You are assuming, effectively, that POPCOIN is a “better option.” There is quite literally no empirical evidence that is the case.
–BF
Bernard, that is an excellent point. Another takeaway of the Rohde piece — and, frankly, common sense — is that people do not like to live under occupation. What has astonished me, particularly when I went to Afghanistan last year, is the evident fact that it has provoked much less antipathy to the US than I thought it would. I expected to travel to eastern Afghanistan and hear that the US was rejected outright. Instead I heard that the US wasn’t doing anything for the Afghan people. I freely admit that has played a large role in my thinking. It’s not a decisive argument by any stretch. But we are not in an Iraq-like situation here.
I suppose there’s little I can tell you about my skepticism about counterinsurgency, since you’ve decided that I simply parrot COINdinista positions out of craven careerism. So I’m disinclined to respond to you more fulsomely. But luckily there’s the Google, which can compile a real-time document of what I’ve written on the subject.
I’m going to argue, Bernard, that there is some empirical evidence that foreign occupation provokes resistance, and some that it does not. Context matters, and different sectors of society react differently to the presence of armed foreigners.
Germany, Japan, and South Korea — well we all know how those places turned out under American occupation.

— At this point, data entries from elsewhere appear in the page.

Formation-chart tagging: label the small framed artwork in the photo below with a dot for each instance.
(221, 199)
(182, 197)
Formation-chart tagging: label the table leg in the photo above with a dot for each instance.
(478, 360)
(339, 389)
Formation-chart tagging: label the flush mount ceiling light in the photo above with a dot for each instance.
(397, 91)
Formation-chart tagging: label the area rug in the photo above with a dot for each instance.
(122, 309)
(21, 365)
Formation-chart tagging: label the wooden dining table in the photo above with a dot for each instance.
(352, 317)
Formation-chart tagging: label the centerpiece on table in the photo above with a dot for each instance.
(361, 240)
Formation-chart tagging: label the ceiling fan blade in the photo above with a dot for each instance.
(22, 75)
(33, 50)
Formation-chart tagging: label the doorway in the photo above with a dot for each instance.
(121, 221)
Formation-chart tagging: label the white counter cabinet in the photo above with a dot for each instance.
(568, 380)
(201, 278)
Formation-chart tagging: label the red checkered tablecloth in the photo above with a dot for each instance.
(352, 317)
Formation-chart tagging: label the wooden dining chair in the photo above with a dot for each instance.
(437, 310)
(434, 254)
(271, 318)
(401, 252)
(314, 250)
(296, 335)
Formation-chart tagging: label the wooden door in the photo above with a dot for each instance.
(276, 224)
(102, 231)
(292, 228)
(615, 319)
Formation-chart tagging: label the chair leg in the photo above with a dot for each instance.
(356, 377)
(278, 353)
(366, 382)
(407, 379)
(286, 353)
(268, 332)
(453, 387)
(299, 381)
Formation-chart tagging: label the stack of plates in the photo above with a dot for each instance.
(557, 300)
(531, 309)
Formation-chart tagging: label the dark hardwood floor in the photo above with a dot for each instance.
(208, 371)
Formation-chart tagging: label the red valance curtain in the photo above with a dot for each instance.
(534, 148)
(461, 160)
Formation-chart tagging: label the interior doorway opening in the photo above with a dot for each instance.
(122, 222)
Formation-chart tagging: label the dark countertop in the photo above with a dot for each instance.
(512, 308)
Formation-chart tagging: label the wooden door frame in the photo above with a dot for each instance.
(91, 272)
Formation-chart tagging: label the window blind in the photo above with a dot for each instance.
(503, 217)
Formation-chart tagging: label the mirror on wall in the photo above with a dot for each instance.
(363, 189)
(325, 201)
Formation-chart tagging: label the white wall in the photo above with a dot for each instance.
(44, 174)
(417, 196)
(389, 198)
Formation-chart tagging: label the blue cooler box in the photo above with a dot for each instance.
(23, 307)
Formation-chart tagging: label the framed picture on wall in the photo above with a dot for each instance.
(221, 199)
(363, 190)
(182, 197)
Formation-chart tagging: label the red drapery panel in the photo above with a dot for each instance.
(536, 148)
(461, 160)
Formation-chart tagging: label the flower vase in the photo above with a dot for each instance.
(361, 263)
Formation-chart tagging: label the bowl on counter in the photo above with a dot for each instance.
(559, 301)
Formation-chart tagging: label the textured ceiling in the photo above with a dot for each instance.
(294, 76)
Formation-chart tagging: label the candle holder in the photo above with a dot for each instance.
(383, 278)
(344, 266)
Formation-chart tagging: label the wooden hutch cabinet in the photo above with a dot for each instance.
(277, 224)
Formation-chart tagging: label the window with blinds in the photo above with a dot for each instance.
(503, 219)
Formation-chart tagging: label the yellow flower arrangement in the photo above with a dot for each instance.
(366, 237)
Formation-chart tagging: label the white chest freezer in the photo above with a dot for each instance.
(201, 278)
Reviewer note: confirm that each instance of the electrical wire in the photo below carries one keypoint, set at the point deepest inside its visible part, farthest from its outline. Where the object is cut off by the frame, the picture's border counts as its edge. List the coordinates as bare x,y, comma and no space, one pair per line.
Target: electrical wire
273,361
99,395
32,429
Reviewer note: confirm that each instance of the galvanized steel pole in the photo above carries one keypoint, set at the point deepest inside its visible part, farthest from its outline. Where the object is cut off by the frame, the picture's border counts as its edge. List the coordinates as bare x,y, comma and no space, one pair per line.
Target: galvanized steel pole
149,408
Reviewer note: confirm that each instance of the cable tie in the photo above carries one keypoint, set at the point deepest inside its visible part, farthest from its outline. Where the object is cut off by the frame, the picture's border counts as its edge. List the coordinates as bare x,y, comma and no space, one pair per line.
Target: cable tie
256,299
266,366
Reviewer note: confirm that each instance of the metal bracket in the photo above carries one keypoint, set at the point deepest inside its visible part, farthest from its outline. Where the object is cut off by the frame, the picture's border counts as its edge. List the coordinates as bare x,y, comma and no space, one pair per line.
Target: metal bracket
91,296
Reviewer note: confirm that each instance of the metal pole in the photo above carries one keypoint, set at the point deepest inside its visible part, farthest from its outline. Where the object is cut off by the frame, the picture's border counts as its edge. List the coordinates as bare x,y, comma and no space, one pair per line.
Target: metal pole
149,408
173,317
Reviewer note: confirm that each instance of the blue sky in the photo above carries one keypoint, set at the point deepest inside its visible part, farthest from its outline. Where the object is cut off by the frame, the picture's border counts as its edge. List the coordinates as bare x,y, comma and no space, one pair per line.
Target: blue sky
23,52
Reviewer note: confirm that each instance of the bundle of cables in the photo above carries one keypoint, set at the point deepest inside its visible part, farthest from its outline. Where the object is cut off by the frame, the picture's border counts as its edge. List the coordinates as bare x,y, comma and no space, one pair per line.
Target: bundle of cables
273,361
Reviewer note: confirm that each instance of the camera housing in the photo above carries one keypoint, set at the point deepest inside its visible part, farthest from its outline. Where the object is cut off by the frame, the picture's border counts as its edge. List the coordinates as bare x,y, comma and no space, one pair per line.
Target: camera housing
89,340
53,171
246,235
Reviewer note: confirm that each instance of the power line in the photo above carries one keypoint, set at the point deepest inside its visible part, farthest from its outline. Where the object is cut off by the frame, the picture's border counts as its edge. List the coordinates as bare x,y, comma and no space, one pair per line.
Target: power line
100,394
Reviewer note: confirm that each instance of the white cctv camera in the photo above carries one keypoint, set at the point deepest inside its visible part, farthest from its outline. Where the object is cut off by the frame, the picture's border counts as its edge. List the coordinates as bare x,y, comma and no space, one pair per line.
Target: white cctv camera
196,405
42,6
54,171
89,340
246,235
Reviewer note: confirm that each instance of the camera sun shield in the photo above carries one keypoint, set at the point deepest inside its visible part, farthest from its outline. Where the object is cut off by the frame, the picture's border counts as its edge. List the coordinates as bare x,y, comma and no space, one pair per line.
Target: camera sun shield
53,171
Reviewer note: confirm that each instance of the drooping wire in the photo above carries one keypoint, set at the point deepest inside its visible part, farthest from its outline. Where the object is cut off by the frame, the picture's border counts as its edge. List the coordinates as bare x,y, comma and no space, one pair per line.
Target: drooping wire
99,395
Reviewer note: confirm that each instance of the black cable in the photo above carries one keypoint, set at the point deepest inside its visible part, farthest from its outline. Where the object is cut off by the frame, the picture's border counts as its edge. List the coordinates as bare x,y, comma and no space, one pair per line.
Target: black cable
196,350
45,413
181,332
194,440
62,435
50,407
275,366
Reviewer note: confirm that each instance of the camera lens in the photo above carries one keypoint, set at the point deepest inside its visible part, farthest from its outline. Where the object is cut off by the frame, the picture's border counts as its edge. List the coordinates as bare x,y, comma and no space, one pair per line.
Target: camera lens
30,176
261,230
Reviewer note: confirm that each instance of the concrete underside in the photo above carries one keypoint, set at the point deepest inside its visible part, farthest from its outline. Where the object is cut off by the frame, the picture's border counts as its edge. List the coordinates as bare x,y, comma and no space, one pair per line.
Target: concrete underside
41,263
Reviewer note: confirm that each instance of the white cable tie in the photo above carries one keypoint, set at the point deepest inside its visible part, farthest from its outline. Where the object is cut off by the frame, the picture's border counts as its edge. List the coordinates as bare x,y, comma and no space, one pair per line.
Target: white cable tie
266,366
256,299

The Philippines were under occupation for decades, and when another set of foreigners arrived proclaiming liberation, the Filipinos fought overwhelmingly on the American side (as opposed to the Indonesians in similar circumstances).
Anbar province seems to provide another one of those nonexistent empirical examples of pop-COIN not provoking furious reactions by the locals (indeed, they were previously quite angry but got less so as COIN became more emphasized as opposed to purely military responses).